Beladen Huis is een autobiografisch boek, geen fictie dus. Het archief van haar zoon Thomas is wel fictie maar bevat desondanks heel veel overeenkomsten met het beeld van Heerma van Voss senior dat in Beladen Huis wordt geschetst. Het een dus non fictie, het andere wel fictie. Vandaar de fictieve naam van de hoofdpersoon, Pierre Rosenau. Grappige bijkomstigheid is ook dat Thomas Heerma van Voss zelf jarenlang lid is gewest van de reactie van Revisor. Dat maakt het verleidelijk om het eerste deel als een sleutelverhaal te lezen, maar dat ga ik niet doen.
Nog een fictief element: de moeder van Pierre is juf op een basisschool en niet hoogleraar zoals Christine Brinkgreve. Tegelijkertijd is er ook in het eerste deel al heel veel te vinden over de vader Van Pierre dat overeenstemt met wat ik eerder las in Beladen Huis over de echtgenoot van Brinkgreve en waarvan ook veel terugkeert in deel twee van Het archief.
Naderend einde
In deel 2 is de toon opeens anders, het tragikomische maakt plaats voor ernst en vaak ook tederheid van de zoon jegens de vader. Die vader zelf blijft op afstand, van de lezer maar ook van de zoon en van de echtgenote. Hoewel hij heel ernstig ziek is en zeker zal sterven, leidt dat bij hem niet tot ander gedrag. Hij ontkent en houdt vragen over hoe het verder moet na zijn dood, helemaal af. Zijn vrouw heeft hier veel verdriet van – zij hoopt dat de laatste momenten van hun huwelijk toch iets mag terugbrengen van de intimiteit die er wel is geweest, maar helaas.
De zoon, Pierre, legt zich gemakkelijker bij de feiten neer en probeert de laatste periode van zijn vader vooral zo aangenaam mogelijk te maken door een liefdevolle verzorging.
Archief
Die titel, Het archief, intrigeert me.
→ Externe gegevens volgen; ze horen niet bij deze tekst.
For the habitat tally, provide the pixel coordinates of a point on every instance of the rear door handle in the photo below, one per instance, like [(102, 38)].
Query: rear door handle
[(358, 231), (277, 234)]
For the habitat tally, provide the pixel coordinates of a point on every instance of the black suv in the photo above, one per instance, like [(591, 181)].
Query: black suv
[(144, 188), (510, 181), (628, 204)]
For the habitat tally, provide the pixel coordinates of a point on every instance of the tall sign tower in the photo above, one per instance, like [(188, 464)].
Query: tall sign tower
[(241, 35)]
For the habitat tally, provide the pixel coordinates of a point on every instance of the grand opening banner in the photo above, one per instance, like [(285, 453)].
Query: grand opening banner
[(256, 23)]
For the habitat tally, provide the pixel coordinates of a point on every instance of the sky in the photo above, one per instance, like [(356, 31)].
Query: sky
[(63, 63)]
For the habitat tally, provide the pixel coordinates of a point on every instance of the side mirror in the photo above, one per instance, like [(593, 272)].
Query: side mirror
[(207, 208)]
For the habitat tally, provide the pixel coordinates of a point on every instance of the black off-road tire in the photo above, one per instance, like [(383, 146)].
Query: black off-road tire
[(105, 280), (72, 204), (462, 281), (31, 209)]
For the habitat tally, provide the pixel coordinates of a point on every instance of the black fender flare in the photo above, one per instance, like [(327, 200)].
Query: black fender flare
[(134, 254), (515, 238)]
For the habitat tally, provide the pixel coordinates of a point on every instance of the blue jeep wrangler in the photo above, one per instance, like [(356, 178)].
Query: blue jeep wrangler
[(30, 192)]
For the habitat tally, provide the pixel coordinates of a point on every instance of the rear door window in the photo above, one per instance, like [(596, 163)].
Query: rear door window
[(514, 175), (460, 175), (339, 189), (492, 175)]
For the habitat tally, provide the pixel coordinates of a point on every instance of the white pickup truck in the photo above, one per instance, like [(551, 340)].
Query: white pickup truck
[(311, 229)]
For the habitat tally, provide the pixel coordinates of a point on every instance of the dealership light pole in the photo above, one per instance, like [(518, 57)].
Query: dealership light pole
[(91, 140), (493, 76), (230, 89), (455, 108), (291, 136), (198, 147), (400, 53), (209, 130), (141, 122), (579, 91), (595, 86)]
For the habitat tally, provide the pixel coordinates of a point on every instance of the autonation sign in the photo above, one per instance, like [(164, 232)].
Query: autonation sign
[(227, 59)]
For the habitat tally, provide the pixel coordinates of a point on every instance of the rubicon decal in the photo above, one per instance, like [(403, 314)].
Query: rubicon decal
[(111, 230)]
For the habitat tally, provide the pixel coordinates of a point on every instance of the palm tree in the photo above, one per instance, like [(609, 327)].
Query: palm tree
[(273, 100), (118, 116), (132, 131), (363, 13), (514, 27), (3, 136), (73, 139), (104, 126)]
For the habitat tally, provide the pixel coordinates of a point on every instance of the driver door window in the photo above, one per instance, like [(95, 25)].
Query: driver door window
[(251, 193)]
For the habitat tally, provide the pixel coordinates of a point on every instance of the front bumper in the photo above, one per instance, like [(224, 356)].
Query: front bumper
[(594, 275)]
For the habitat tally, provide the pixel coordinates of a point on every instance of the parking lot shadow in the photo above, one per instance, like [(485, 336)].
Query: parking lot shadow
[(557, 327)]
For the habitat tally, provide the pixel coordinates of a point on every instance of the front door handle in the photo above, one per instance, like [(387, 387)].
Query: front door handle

Waarom deze titel? Verwijst het archief niet naar alles wat achter je ligt maar wat je niet aan de vergetelheid wilt prijsgeven? Weerstand tegen blindelings alleen vooruitkijken? Het bewaren uit behoefte aan continuïteit, aan verbinding van het verleden met het heden en de toekomst. Zoals een archief je de mogelijkheid biedt om het verleden te herbeleven – het past goed in het beeld van de vader die alles noteerde maar ook graag oude films nog eens wilde zien. Dingen moeten blijven. Zoals de vader in antwoord op de vraag waar al die paperassen van hem naar toe moeten, zegt dat ze moeten blijven waar ze zijn.
Zoals Arabesk als tijdschrift zal sterven maar het nog voor even weet te rekken, zo heeft de vader alleen nog maar een verleden heeft en geen toekomst meer. Zowel bij het tijdschrift als bij de vader is de beweging neerwaarts. Waarbij beide (redactie en de vader zelf), tegen dieper beter weten in, de schijn van voortgang en toekomst blijven ophouden.
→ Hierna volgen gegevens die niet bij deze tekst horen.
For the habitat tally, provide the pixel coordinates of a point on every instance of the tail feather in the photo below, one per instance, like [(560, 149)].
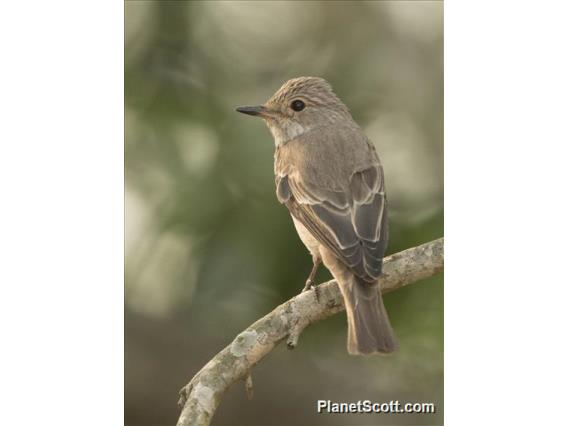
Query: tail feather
[(369, 330)]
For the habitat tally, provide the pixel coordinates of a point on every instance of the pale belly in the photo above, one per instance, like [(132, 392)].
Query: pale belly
[(309, 241)]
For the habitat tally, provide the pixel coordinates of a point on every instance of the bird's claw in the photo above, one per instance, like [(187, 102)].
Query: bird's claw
[(311, 286)]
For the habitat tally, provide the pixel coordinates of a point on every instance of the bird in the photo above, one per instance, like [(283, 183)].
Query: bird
[(329, 176)]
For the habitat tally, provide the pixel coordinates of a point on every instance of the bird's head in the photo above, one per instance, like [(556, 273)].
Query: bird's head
[(299, 106)]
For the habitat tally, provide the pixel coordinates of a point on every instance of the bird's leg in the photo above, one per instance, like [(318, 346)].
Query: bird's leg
[(310, 281)]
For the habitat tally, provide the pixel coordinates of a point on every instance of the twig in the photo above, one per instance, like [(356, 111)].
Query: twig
[(200, 398)]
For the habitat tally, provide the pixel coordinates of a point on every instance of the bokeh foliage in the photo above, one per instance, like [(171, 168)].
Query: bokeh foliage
[(209, 249)]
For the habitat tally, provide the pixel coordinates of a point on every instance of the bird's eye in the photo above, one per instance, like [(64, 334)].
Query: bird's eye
[(297, 105)]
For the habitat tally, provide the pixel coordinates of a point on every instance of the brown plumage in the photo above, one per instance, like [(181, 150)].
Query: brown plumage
[(331, 180)]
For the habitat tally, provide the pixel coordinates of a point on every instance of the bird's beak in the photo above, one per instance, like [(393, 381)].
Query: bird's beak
[(253, 110)]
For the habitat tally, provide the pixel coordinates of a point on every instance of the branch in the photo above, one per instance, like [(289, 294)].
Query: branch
[(199, 399)]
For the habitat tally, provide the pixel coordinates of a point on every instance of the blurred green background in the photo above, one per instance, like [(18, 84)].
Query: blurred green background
[(209, 249)]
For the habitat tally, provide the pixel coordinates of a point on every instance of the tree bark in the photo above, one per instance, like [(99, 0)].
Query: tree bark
[(201, 396)]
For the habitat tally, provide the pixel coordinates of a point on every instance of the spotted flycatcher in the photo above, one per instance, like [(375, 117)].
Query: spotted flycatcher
[(330, 178)]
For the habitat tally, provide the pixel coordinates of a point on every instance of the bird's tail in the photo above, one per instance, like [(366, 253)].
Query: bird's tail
[(369, 330)]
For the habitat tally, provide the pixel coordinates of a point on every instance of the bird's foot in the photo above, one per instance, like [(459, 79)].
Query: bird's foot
[(311, 286)]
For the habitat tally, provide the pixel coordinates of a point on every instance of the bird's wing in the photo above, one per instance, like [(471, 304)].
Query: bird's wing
[(351, 223)]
In beide situaties gaat Pierre hier lang in mee, bij het tijdschrift tot het genoeg is geweest (na vijf jaar tijdschrift), bij de vader omdat het naderende einde zich van zelf aandient.
Arabesk
In de roman komt een paar keer de vraag naar voren waarom het literaire tijdschrift Arabesk heet, maar er komt geen antwoord. Ik doe een suggestie. Volgens de Wikipedia is een arabesk ‘ook wel spanningsboog of bewegingscurve, in de architectuur en de beeldende kunst een vorm van oppervlaktedecoratie met ritmische patronen, repeterende bewegingslijnen en een typische gebruik van gebladerte en spiralen. Gewoonlijk bestaat de arabesk uit een ontwerp dat als een tegel eindeloos naast zichzelf geplaatst kan worden en waarbij de overgangen tussen elk van die herhalingen naadloos zijn. In de islamitische kunst worden vaak hele oppervlakten zoals de muren van moskeeën en paleizen met arabesken bedekt. Voor moslims vormt het eindeloze motief een symbool voor de eenheid van de schepping van God.’:
Conclusie: een serie arabesken naast elkaar kan er heel mooi uitzien en tegelijk meer van hetzelfde zijn. Elke tegel is gelijk aan de andere. Elke nieuwe aflevering van Arabesk is ‘gelijk’ aan de vorige.
Plezier
Ik las Het archief met heel veel genoegen. Thomas Heerma van Voss heeft een vlotte, soepele stijl. Ik las een recensie van iemand die het eerste deel te lang vond, te traag verlopend. Voor mij paste dat precies bij het proces dat beschreven wordt, de stroperigheid, het rekken, het nogmaals proberen zonder iets te veranderen.
En dat liefdevolle zorgzame van de zoon voor de vader blijkt voldoende, voor de vader en voor de zoon.